A spring-based transition, by contrast, accomplishes a transition in an attribute's value not by interpolation but by using a physics simulation which, in any given frame, relies on (1) the property's current value, (2) the property's current velocity, and (3) the value the property is animating towards. The configuration for a spring-based simulation is made up of two constants which define how the spring moves, namely, stiffness and dampening. These constants (or sensible defaults) will need to be provided for each attribute which uses a spring-based transition. An API for setting such a config could look like this:

js
new Layer({
  transitions: {
    getPositions: {
      spring: {
        type: 'spring',
        stiffness: 0.001,
        dampening: 0.05
      }
    },
    getColors: {
      spring: {
        type: 'spring',
        stiffness: 0.001,
        dampening: 0.05
      },
      enter: value => [value[0], value[1], value[2], 0], // fade in
      onStart: () => {},
      onEnd: () => {},
      onInterrupt: () => {}
    }
  }
});

Note the addition of the type field which may be either 'spring', for spring transitions, or 'interpolation', for the existing interpolation-based transitions.
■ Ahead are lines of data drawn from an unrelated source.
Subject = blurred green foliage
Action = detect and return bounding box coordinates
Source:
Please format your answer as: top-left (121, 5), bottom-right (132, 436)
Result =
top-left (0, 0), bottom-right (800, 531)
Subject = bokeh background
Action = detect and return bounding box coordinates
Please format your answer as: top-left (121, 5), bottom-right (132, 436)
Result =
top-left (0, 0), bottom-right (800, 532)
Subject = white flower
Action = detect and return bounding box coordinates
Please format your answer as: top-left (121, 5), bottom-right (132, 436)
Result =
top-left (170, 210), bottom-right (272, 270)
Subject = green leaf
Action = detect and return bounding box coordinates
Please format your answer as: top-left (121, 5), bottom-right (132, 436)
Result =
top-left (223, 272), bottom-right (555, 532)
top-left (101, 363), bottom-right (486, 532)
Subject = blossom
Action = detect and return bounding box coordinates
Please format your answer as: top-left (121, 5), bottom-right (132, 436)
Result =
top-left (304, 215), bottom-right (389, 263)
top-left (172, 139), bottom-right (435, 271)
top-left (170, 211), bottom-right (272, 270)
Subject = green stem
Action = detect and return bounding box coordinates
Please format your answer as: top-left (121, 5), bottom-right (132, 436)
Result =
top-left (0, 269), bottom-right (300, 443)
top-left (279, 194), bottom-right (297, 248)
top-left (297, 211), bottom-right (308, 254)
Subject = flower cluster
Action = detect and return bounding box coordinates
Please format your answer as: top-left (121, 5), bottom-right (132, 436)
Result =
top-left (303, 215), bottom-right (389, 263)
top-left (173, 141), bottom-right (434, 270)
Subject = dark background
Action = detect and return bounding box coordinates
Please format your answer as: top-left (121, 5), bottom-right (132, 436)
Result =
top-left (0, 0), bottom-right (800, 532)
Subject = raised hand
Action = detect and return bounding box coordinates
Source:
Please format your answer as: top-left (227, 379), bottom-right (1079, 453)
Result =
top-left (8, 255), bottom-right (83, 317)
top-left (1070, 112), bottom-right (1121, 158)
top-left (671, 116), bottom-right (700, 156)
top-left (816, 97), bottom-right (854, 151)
If no type is given, 'interpolation' is used by default.

Implementation

Spring animation logic can be fairly simple. Here's an example (Note: this is not the proposed API, which can be found in the "Approach" section):

js
function createSpring (stiffness, damping, initialValue) {
  let currentValue = initialValue
  let previousValue = initialValue
  return function tick (destinationValue) {
    const velocity = currentValue - previousValue
    const distanceToDestination = destinationValue - currentValue
    const acceleration = distanceToDestination * stiffness - velocity * damping
    const nextVal = currentValue + velocity + acceleration
    previousValue = currentValue
    currentValue = nextVal
    return nextVal
  }
}

This requires the user to provide three values when defining the transition, stiffness, damping, and initialValue (i.e. enter), and a destinationValue on each tick. The library is then responsible for maintaining the current and previous values, from which it derives the velocity.

For scalar uniforms, performing the transition on the CPU is as simple as the above example. Not much extra work is required to make this support vec2, vec3, and vec4 values. An isAtDestination function, which returns true when the distance_to_destination and length(velocity) are below some threshold, could be used to fire the onEnd callback and to stop the animation when the destination has been reached (though the calculation has such low overhead, I might be inclined to just run it on every frame).

For attributes, the transition should be performed in a transform feedback pass. Three buffers are required to maintain the animating state: two read buffers for the currentValues and previousValues and one write buffer for the nextValues. On each frame, the buffers are rotated. In other words: the nextValue buffers can become the currentValue, and the currentValue buffers can become the previousValue. This then frees up the previousValue buffers to be used as the write buffers for the nextValues. The attribute buffers as they exist in the current implementation can become the to (or destinationValue) buffers.